I was fortunate enough to be invited to help organize the event, and together with Ms. Jimenez and the amazing staff at the Office of Ministries we framed the convocation around the growing Hispanic presence in the Diocese. Nationally, it is projected that by the year 2050 the majority of Catholics in the United States will be of Hispanic descent. Locally this growth is already realized, since it was estimated in 2008 that 75% of the Catholics in the Diocese of Fresno are Hispanic.

As we progressed in our plans for the convocation, we began to reflect upon the two fundamental questions that have emerged for Catholic leaders across the country. Who does Hispanic ministry serve, and who are the people ministering to Hispanics?

Traditionally, Hispanic ministry has been viewed as a language-specific ministry, that is, Hispanic Spanish-speaking leaders ministering to and with Hispanic Spanish-speaking people. While this reality is essential to the understanding of Hispanic ministry, it does not completely reflect the diverse experiences and challenges of Hispanics today. These diverse realities, using broad descriptions, range from recent immigrants who only speak Spanish, to Hispanics who are bilingual and bicultural, to 3rd and 4th generation U.S. born Hispanics who only speak English. Coincidently, reports indicate that 2nd and 3rd generation U.S. born Hispanic youth are the largest population leaving the Catholic Church in the U.S. today.

With such diversity and challenges within the Hispanic population, we organized the convocation around the understanding that Hispanic ministry serves the entire Church and accompanies all Hispanics in their lived contexts and languages. We also concluded that, while most who minister within Hispanic communities are themselves Hispanic, many others are non-Hispanic who may be bilingual or English speaking only, and who often offer ministerial programs in English.

From this wide perspective, we knew a bilingual Hispanic Ministry Convocation would serve everyone involved in ministry throughout the Diocese.

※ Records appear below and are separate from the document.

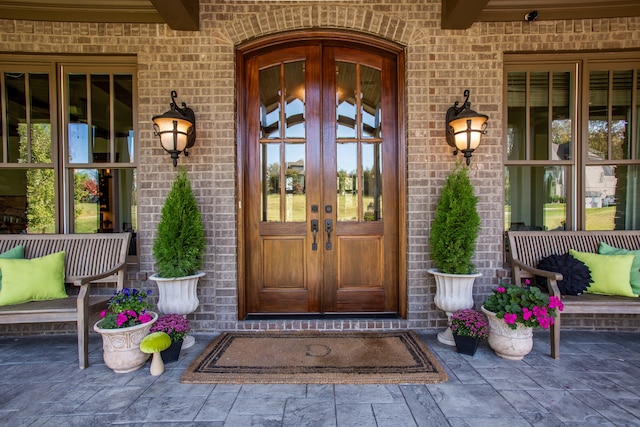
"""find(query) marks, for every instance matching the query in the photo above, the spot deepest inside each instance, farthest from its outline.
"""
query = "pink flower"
(510, 318)
(555, 302)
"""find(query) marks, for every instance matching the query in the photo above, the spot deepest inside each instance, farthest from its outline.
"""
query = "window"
(67, 157)
(572, 153)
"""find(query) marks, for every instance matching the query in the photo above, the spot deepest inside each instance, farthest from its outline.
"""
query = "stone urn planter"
(511, 344)
(453, 292)
(121, 346)
(178, 295)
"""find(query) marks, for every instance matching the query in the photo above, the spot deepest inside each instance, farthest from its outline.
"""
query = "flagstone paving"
(595, 383)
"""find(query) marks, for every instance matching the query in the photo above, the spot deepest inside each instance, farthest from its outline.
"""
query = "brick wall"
(440, 64)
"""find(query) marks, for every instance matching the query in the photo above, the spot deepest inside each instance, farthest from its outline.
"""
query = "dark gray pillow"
(575, 274)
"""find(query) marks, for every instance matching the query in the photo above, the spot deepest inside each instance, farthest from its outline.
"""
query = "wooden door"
(321, 221)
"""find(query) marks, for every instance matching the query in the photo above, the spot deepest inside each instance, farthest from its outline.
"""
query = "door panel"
(321, 223)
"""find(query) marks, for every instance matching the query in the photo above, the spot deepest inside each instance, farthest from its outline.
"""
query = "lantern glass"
(167, 126)
(468, 131)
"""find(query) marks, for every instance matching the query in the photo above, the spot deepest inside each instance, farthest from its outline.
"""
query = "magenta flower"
(121, 319)
(126, 308)
(510, 318)
(145, 317)
(522, 305)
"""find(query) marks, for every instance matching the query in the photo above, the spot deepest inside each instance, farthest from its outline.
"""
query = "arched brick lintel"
(322, 17)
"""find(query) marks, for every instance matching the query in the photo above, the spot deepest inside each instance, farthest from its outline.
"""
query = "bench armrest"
(86, 280)
(552, 277)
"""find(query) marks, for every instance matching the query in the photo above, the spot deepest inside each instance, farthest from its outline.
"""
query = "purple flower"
(510, 318)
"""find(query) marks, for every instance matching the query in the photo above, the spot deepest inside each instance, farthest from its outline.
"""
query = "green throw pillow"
(32, 279)
(609, 273)
(15, 253)
(635, 266)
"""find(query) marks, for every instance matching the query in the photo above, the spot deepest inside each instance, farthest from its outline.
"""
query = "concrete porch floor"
(595, 383)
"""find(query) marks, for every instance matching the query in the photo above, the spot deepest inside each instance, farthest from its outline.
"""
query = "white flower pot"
(121, 346)
(511, 344)
(453, 292)
(178, 295)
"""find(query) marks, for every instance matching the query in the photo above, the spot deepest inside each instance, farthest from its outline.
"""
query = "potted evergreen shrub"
(453, 237)
(178, 250)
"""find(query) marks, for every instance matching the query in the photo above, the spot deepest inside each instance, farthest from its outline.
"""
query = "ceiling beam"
(461, 14)
(179, 14)
(560, 10)
(80, 11)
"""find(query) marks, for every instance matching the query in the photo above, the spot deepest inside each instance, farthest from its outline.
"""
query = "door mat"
(394, 357)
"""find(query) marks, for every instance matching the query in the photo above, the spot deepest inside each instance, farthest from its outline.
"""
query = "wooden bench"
(89, 258)
(529, 247)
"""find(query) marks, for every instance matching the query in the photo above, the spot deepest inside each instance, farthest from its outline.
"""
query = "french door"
(321, 180)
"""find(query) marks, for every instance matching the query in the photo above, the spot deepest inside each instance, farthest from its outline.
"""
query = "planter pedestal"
(510, 344)
(121, 346)
(178, 295)
(453, 292)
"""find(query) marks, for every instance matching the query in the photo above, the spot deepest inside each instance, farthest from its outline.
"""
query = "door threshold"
(321, 316)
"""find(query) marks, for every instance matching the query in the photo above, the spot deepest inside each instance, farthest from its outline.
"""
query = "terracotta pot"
(121, 346)
(511, 344)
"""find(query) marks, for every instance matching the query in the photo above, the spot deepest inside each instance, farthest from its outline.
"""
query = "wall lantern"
(176, 129)
(465, 128)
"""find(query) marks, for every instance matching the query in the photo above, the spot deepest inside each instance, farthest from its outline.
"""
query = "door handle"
(328, 227)
(314, 230)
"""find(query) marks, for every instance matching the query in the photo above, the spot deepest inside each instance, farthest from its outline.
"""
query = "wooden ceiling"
(178, 14)
(184, 14)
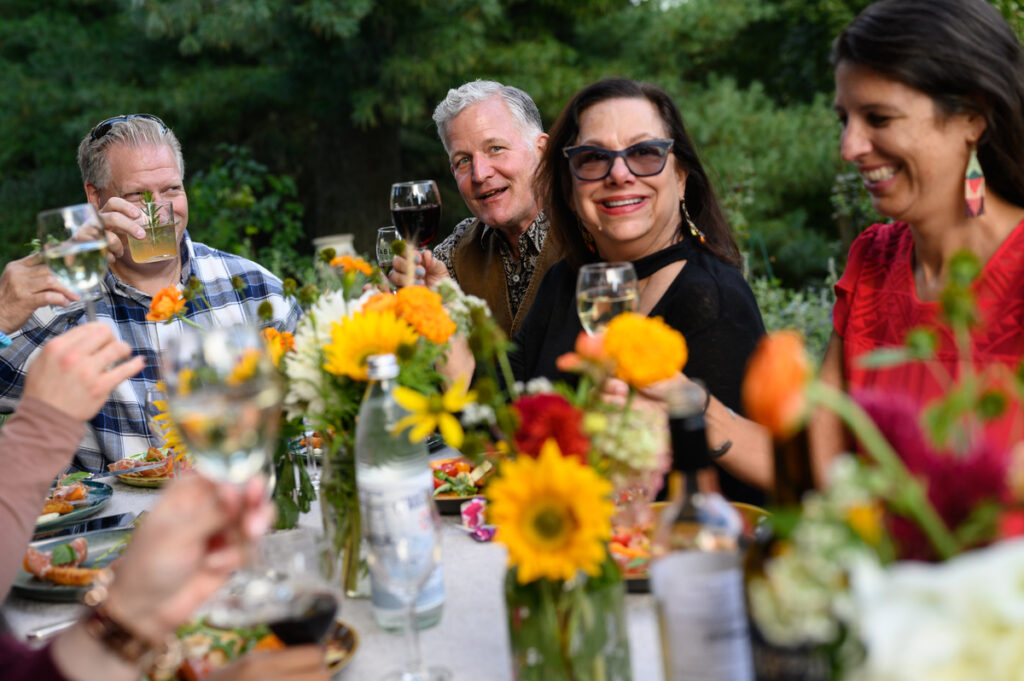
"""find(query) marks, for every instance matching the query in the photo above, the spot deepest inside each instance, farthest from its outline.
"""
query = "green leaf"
(62, 555)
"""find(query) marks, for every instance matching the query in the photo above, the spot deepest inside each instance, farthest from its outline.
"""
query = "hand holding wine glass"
(416, 209)
(403, 538)
(73, 244)
(605, 290)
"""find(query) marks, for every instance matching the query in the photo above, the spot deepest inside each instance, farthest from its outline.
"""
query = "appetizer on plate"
(61, 564)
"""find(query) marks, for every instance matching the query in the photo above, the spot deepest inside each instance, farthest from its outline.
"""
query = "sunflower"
(361, 335)
(278, 343)
(166, 304)
(428, 413)
(422, 308)
(349, 263)
(553, 514)
(644, 349)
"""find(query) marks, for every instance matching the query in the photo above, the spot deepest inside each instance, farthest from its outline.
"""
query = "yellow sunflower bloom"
(427, 413)
(364, 334)
(350, 263)
(553, 514)
(644, 349)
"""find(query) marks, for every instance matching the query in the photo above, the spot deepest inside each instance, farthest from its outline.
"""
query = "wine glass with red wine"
(301, 603)
(416, 209)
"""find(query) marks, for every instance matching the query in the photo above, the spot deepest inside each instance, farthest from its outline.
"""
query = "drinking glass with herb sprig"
(160, 242)
(73, 244)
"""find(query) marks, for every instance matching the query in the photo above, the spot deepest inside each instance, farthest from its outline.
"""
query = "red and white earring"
(974, 185)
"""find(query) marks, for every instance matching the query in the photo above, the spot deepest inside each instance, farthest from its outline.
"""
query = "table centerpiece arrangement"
(564, 456)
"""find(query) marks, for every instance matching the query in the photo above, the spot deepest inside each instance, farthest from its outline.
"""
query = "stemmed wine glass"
(603, 291)
(416, 209)
(73, 245)
(403, 541)
(224, 397)
(385, 238)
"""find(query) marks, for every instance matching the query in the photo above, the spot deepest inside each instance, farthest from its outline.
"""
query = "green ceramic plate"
(27, 586)
(99, 496)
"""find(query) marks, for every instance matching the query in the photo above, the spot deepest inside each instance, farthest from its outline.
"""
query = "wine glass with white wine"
(605, 290)
(73, 244)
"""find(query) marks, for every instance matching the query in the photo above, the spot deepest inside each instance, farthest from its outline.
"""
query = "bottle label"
(700, 608)
(397, 509)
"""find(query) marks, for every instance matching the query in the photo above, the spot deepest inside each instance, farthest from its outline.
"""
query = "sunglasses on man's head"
(104, 126)
(594, 163)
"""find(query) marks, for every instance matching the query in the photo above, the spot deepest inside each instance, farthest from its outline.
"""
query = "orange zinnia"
(166, 304)
(422, 308)
(774, 389)
(350, 263)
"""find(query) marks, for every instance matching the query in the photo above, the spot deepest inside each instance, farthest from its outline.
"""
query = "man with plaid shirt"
(121, 159)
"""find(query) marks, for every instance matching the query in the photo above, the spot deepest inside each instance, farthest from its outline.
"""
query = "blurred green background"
(297, 116)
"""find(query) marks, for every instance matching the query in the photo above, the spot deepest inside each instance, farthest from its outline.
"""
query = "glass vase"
(340, 509)
(568, 631)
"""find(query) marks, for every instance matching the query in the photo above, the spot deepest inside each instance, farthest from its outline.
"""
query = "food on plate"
(125, 467)
(59, 508)
(459, 477)
(61, 565)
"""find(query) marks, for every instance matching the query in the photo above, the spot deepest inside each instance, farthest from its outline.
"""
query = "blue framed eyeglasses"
(594, 163)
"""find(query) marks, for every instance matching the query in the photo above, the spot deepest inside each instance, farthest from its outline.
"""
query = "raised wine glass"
(603, 291)
(403, 542)
(224, 396)
(416, 209)
(385, 238)
(73, 244)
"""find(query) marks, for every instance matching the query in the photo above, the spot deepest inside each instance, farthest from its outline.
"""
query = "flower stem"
(876, 445)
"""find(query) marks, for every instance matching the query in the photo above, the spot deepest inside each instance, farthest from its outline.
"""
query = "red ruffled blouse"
(877, 304)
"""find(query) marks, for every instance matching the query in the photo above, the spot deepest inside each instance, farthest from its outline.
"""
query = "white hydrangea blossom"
(306, 378)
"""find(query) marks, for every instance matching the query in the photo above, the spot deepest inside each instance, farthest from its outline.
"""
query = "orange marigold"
(774, 389)
(278, 343)
(381, 302)
(422, 308)
(166, 304)
(644, 349)
(350, 263)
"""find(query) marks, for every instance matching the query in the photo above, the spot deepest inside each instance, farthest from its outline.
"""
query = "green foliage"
(807, 310)
(240, 207)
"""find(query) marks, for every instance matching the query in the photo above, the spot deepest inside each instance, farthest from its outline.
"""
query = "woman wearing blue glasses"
(622, 181)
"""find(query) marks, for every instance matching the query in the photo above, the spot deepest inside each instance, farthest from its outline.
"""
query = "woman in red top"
(921, 87)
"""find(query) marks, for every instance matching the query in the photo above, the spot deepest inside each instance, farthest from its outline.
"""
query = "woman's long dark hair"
(966, 57)
(554, 181)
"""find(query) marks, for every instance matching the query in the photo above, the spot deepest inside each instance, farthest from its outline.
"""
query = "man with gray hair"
(122, 159)
(494, 138)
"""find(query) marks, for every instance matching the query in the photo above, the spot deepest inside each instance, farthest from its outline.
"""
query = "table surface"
(471, 639)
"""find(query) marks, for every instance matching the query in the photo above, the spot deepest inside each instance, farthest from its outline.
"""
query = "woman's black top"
(709, 302)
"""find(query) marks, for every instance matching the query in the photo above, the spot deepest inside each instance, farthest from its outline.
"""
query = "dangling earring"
(974, 186)
(588, 239)
(693, 228)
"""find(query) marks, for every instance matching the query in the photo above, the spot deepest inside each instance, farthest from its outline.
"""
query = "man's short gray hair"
(132, 132)
(519, 104)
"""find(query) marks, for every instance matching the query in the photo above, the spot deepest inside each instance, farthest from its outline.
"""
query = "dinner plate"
(27, 586)
(99, 496)
(138, 480)
(751, 514)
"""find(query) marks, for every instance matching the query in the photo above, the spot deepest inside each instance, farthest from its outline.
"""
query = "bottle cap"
(381, 367)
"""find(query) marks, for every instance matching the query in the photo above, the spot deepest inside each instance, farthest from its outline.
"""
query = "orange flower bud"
(774, 389)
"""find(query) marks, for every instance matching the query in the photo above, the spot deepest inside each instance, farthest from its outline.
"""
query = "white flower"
(304, 368)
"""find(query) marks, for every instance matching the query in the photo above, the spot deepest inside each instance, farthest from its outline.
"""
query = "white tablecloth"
(471, 639)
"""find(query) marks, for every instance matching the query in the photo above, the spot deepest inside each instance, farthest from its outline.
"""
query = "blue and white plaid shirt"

The convocation will, therefore, involve all Catholic leaders, teachers and ministers from parishes, schools, farm worker camps, movements, and restorative justice organizations. Together we will discuss the diverse lived realities of Hispanic people in the Diocese. We will also initiate a diocesan working plan for ongoing leadership formation, with the help of several prominent national Catholic leaders in Hispanic ministry.

U.S. Hispanic Ministry will be reporting and covering the Convocation in Visalia this coming weekend.